Failure to Coordinate Hospice and Facility Care Plans for ADL Assistance
Penalty
Summary
The facility failed to ensure that a hospice plan of care was properly developed and coordinated for a resident receiving hospice services, specifically regarding communication between the facility and the hospice provider about activities of daily living (ADLs). The resident, who had severe cognitive impairment and multiple diagnoses including dementia, encephalopathy, and a history of falls, required substantial to maximal assistance with ADLs and was dependent on a wheelchair. The care plan indicated the need for a mechanical lift for transfers and detailed the level of assistance required for various activities.

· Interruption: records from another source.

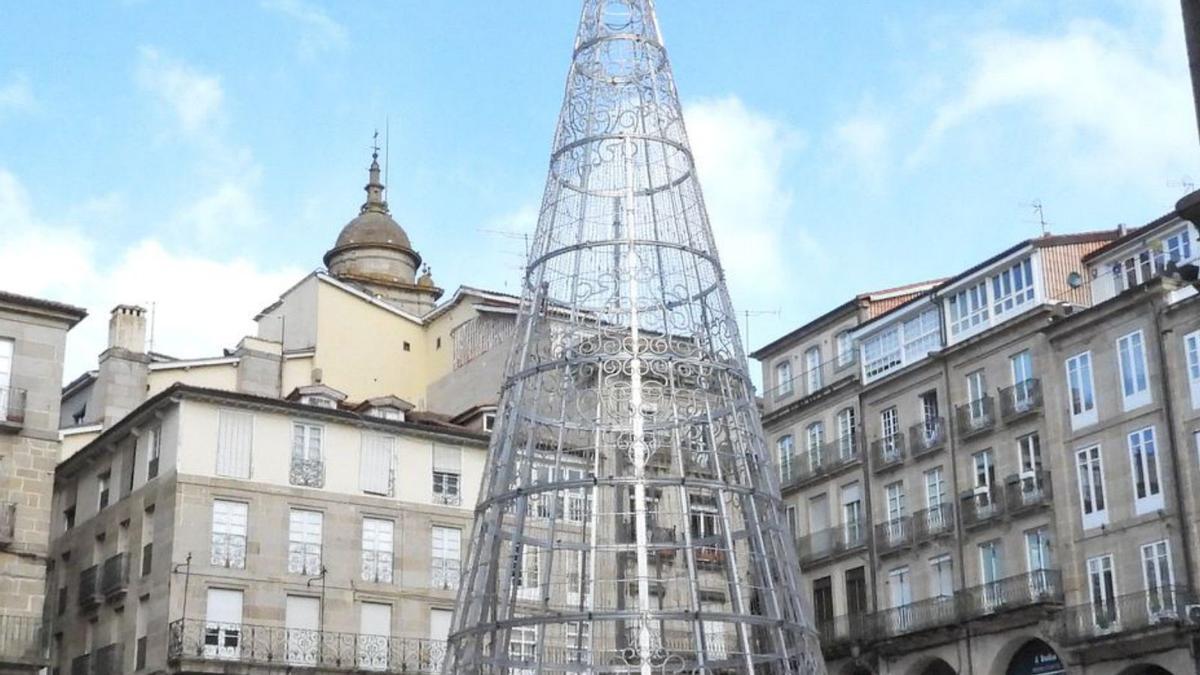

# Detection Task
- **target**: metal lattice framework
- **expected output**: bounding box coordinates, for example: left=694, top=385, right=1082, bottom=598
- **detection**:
left=446, top=1, right=824, bottom=673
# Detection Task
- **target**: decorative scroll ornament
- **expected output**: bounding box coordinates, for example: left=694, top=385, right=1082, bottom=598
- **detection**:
left=445, top=1, right=826, bottom=673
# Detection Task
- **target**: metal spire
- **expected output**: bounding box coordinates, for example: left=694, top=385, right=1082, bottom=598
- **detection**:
left=445, top=1, right=825, bottom=673
left=363, top=129, right=387, bottom=212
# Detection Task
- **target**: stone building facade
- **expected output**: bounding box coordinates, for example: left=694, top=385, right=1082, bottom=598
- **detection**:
left=753, top=215, right=1200, bottom=675
left=0, top=291, right=86, bottom=672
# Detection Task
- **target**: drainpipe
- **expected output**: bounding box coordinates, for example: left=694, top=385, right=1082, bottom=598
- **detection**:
left=939, top=353, right=975, bottom=675
left=1149, top=289, right=1197, bottom=593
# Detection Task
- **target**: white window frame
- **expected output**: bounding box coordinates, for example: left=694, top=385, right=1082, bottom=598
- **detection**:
left=777, top=435, right=795, bottom=482
left=862, top=326, right=902, bottom=380
left=930, top=554, right=954, bottom=598
left=948, top=281, right=990, bottom=337
left=880, top=407, right=900, bottom=455
left=1128, top=426, right=1163, bottom=514
left=1066, top=351, right=1098, bottom=429
left=288, top=509, right=323, bottom=576
left=1076, top=445, right=1108, bottom=530
left=806, top=422, right=824, bottom=470
left=361, top=517, right=394, bottom=584
left=775, top=360, right=793, bottom=398
left=147, top=424, right=162, bottom=479
left=509, top=626, right=537, bottom=673
left=431, top=526, right=461, bottom=590
left=516, top=544, right=541, bottom=600
left=836, top=407, right=856, bottom=459
left=1141, top=540, right=1175, bottom=619
left=1117, top=330, right=1151, bottom=411
left=292, top=423, right=323, bottom=462
left=836, top=331, right=853, bottom=367
left=1184, top=330, right=1200, bottom=409
left=211, top=500, right=248, bottom=569
left=923, top=467, right=945, bottom=509
left=991, top=257, right=1035, bottom=317
left=1087, top=554, right=1119, bottom=632
left=215, top=409, right=253, bottom=479
left=1024, top=527, right=1052, bottom=573
left=805, top=346, right=822, bottom=393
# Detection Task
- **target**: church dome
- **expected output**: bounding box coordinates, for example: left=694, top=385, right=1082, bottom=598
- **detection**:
left=334, top=208, right=412, bottom=251
left=323, top=150, right=421, bottom=273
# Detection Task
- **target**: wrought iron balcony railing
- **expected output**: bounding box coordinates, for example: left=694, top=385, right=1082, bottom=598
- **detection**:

An incident occurred when a hospice CNA provided a shower to the resident and, during the process, caused skin tears on the resident's left elbow, right forearm, and right ankle. The CNA did not follow the facility's care plan, which required the use of a mechanical lift for transfers, and instead transferred the resident to the shower chair alone. There was no documentation of communication between facility staff and the hospice aide regarding the resident's specific ADL care needs, nor was there documentation of the frequency or nature of care provided by the hospice aide. Interviews with the Nursing Home Administrator and Director of Nursing revealed that the hospice provider maintained its own care plan, which did not specify the level of assistance required for the resident, only the tasks to be performed. The facility staff did not communicate the resident's assistance needs to the hospice aides, and there was no policy in place to guide coordination of care between the facility and hospice provider. The service agreement between the facility and hospice required coordination and inclusion of both plans of care, but this was not implemented in practice.